Packet from a plane. A plan flies at constant velocity and altitude, and drops a packet. Describe trajectory of the packet as seen from the ground and from the plane.

When we talk about projectile motion, we are discussing objects that are thrown or propelled into the air and are subject to gravity and air resistance. In this scenario, the packet dropped from the plane is a classic example of projectile motion. The packet is subject to two forces: the constant horizontal velocity of the plane, and the pull of gravity, which accelerates it downward. This combination of forces results in a unique trajectory.

It's crucial to understand that the horizontal motion and the vertical motion of the packet are independent of each other. The packet will keep moving forward at the same speed as the plane while simultaneously being pulled downward by gravity.

• Horizontal motion is uniform (constant velocity).
• Vertical motion is uniformly accelerated (due to gravity).

These independent motions combine to create the parabolic trajectory observed from the ground.

From the ground, the packet's path looks parabolic. This is because we observe the interplay between the packet’s horizontal motion (maintained since it was dropped from a moving plane) and its vertical acceleration due to gravity.

Mathematically, the trajectory of the packet dropped from the plane is a parabola, and it can be described by the equations:

• Horizontal position: \( x(t) = v_{\text{plane}} \times t \)
• Vertical position: \( y(t) = h - \frac{1}{2} g t^2 \)

Where:

• \(v_{\text{plane}}\) is the plane's velocity
• \(h\) is the altitude from which the packet is dropped
• \(g\) is the acceleration due to gravity
• \(t\) is the time elapsed

This vertical motion showcases how gravity pulls the packet down over time, while the constant horizontal velocity keeps the packet moving forward, resulting in the downward curved path.

Observing motion from different reference points helps us understand relative motion. In this exercise, we look at the packet from the perspectives of an observer on the ground and someone inside the plane.

From the ground, the packet’s path forms a parabola because we can see both the horizontal motion (matching the plane's speed) and the vertical acceleration (gravity pulling the packet down).

From the plane, the packet seems to just fall straight down. This is because an observer inside the plane moves with the same horizontal speed. Thus, they only see the vertical motion of the packet, giving the illusion that it’s falling straight down without moving forward.

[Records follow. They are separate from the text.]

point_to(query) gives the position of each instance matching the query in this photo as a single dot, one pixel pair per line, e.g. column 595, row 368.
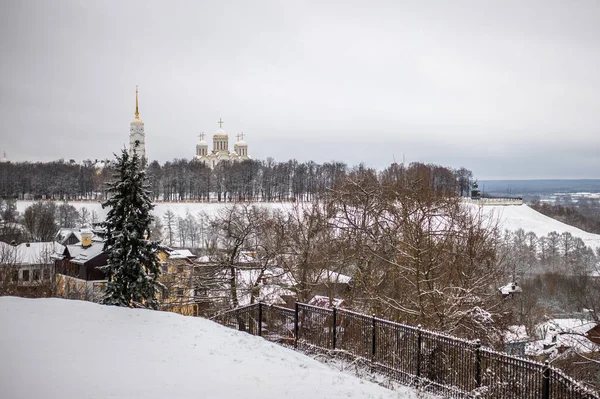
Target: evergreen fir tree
column 133, row 264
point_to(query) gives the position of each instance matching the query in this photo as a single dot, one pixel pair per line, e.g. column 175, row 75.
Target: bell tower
column 137, row 136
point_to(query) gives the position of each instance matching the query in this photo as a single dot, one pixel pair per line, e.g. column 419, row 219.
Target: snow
column 562, row 333
column 513, row 218
column 509, row 218
column 56, row 348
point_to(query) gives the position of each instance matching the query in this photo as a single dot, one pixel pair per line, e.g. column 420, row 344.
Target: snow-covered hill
column 509, row 217
column 55, row 348
column 523, row 217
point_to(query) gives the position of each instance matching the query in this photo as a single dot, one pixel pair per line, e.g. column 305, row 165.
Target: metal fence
column 433, row 361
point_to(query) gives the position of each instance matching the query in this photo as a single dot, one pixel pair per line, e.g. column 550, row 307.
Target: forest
column 191, row 180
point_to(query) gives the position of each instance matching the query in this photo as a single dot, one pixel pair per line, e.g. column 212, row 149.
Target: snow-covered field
column 509, row 217
column 523, row 217
column 56, row 348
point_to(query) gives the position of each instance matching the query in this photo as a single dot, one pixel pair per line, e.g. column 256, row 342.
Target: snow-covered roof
column 329, row 276
column 510, row 288
column 37, row 253
column 324, row 302
column 247, row 257
column 562, row 333
column 516, row 333
column 88, row 253
column 181, row 254
column 64, row 233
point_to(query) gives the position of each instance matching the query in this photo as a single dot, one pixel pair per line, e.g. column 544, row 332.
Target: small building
column 28, row 268
column 515, row 340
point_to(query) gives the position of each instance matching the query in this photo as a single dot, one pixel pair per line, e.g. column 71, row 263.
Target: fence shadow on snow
column 412, row 356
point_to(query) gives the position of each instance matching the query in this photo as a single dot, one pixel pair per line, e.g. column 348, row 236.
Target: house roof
column 180, row 254
column 323, row 301
column 89, row 253
column 37, row 253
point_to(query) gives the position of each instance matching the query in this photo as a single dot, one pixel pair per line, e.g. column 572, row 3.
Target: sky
column 509, row 90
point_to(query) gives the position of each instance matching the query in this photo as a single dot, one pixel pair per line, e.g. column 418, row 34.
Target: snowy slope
column 523, row 217
column 54, row 348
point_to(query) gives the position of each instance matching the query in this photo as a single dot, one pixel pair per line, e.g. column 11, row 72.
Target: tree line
column 192, row 180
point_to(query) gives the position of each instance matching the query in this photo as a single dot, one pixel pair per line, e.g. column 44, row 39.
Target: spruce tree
column 133, row 264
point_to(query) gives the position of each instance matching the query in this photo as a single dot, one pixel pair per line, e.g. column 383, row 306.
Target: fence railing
column 413, row 356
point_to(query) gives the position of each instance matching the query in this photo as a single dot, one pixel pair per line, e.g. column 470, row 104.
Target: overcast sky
column 506, row 89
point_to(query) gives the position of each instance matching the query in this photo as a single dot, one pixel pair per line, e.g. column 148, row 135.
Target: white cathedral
column 220, row 150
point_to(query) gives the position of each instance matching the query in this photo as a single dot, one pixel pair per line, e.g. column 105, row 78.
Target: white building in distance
column 220, row 150
column 137, row 137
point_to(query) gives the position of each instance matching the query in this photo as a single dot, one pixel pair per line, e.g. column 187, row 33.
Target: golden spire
column 137, row 113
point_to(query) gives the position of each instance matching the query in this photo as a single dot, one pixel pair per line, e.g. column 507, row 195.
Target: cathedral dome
column 220, row 133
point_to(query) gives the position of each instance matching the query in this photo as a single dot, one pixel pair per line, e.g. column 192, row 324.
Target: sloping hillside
column 53, row 348
column 523, row 217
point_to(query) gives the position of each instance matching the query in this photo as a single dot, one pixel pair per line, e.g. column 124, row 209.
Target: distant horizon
column 509, row 97
column 475, row 176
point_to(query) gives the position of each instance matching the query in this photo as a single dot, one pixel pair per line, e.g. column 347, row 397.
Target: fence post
column 477, row 363
column 419, row 341
column 296, row 312
column 334, row 338
column 546, row 381
column 373, row 341
column 260, row 318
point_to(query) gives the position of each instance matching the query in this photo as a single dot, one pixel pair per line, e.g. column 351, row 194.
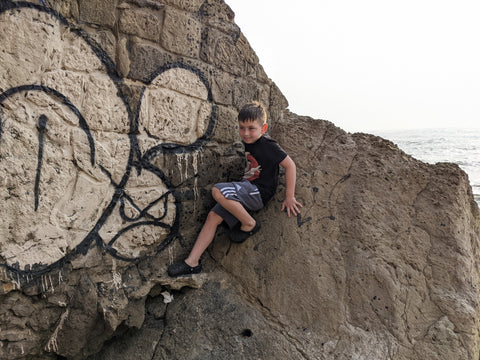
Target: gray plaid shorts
column 244, row 192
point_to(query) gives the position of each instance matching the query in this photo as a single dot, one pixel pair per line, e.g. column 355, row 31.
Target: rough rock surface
column 116, row 117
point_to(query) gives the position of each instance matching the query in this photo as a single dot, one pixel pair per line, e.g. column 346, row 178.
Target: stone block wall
column 116, row 117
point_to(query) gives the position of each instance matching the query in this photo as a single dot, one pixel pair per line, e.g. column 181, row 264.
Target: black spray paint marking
column 141, row 162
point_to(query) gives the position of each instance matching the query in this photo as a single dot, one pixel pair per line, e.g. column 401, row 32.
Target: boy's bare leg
column 204, row 238
column 236, row 209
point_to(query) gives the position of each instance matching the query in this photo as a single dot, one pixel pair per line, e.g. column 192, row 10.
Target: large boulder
column 116, row 117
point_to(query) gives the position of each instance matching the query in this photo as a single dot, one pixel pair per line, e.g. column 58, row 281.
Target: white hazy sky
column 372, row 64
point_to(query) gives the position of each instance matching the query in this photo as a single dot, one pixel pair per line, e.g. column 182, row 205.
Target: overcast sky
column 372, row 64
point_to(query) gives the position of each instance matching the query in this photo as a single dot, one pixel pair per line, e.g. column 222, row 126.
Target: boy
column 257, row 187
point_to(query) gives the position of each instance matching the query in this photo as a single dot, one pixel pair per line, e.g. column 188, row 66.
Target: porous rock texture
column 116, row 117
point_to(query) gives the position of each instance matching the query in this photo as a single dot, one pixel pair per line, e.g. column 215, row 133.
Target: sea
column 459, row 146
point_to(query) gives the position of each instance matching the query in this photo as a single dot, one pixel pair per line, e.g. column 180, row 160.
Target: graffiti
column 78, row 160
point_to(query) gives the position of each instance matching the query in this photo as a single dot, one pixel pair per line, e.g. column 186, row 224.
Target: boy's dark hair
column 253, row 111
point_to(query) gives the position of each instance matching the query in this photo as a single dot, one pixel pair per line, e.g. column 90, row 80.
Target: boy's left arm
column 290, row 203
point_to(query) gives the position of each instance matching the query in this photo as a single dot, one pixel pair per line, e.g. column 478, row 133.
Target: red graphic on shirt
column 252, row 170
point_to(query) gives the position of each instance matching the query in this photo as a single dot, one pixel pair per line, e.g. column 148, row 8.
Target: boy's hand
column 292, row 206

This difference in observation highlights the concept of relative motion, where the observed trajectory changes depending on the reference point.

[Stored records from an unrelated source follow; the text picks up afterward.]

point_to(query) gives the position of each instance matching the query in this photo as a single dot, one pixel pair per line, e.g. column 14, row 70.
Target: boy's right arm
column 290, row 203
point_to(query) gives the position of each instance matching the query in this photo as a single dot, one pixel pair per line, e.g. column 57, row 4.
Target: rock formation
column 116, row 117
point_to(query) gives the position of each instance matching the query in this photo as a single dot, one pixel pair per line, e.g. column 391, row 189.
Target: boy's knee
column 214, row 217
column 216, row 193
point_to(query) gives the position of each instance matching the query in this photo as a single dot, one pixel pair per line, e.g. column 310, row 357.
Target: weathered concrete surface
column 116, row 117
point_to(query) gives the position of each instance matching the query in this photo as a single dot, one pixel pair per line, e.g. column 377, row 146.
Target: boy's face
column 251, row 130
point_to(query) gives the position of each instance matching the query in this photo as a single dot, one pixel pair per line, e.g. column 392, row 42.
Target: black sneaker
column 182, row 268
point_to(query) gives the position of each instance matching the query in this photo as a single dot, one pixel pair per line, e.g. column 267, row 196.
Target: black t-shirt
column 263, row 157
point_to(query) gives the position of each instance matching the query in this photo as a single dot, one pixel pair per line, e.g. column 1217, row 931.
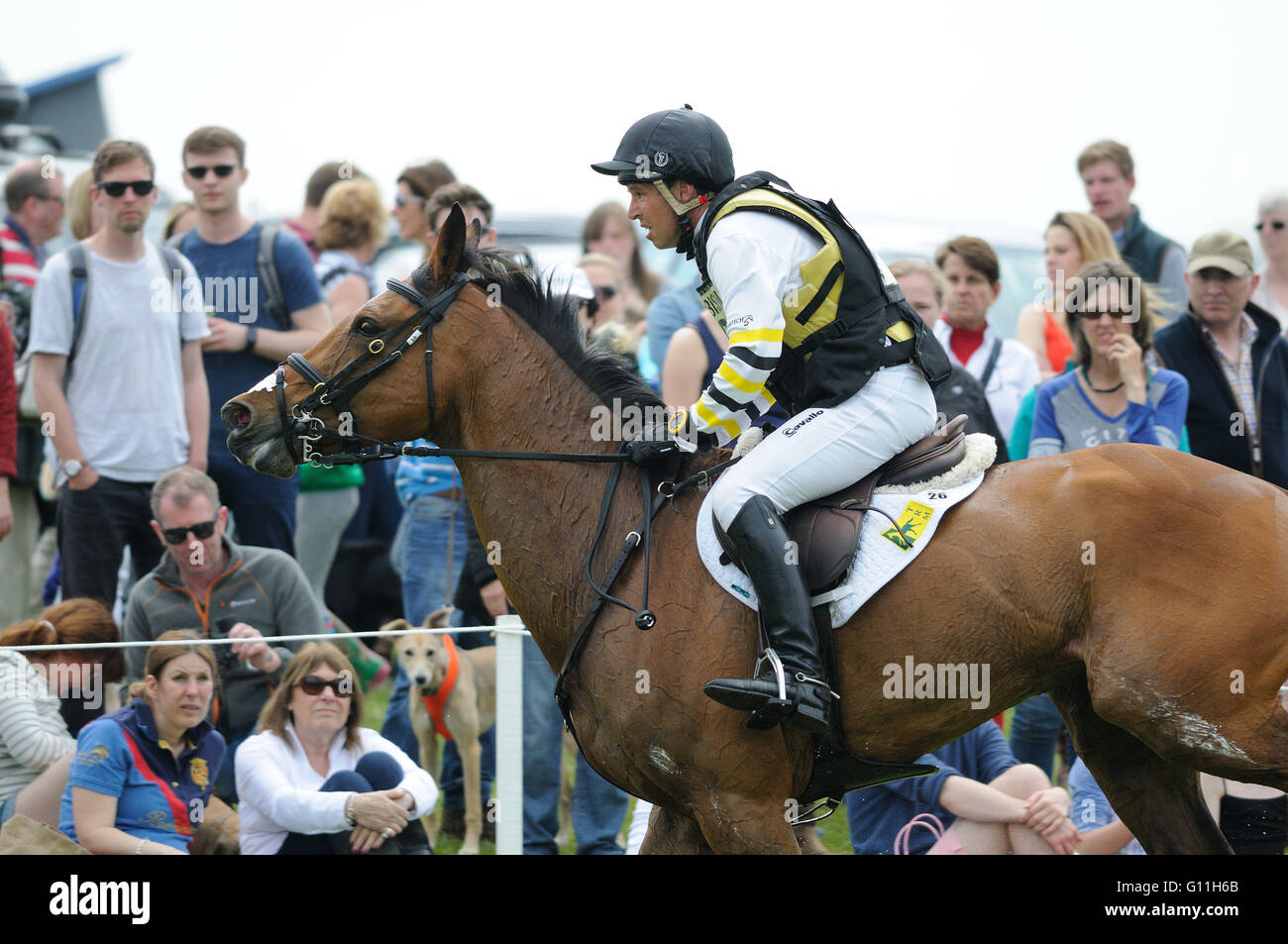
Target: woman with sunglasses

Understanding the displacements in horizontal and vertical directions is key to grasping the overall motion of the packet.

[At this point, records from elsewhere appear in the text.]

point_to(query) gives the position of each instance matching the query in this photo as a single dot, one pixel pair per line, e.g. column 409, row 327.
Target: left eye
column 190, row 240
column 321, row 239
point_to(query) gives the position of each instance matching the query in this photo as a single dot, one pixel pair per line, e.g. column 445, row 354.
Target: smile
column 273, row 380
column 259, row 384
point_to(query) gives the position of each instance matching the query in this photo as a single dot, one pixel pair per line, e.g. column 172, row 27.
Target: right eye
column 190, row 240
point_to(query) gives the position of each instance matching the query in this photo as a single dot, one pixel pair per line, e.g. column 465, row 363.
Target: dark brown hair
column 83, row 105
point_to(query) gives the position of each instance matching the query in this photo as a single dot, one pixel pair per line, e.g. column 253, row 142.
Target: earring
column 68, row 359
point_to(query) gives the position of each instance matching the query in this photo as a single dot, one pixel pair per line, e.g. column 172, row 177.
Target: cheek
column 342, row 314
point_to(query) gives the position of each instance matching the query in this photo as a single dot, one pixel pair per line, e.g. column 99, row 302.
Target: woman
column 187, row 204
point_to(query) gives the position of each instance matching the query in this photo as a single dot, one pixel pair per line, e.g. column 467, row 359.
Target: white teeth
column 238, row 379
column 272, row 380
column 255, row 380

**Horizontal Displacement**
The horizontal displacement of the packet depends on the constant velocity of the plane. Since there's no acceleration in the horizontal direction (the velocity is constant), we can simply express the horizontal position over time as:

• \( x(t) = v_{\text{plane}} \times t\)

**Vertical Displacement**
In contrast, the vertical displacement involves acceleration due to gravity. As the packet falls, it accelerates downward, and its vertical position over time can be expressed as:

• \( y(t) = h - \frac{1}{2} g t^2\)

Here, the packet starts at height \( h \) and its downward movement speed increases over time due to gravity (\( g \)). The combination of these displacements results in the parabolic path we observe from the ground.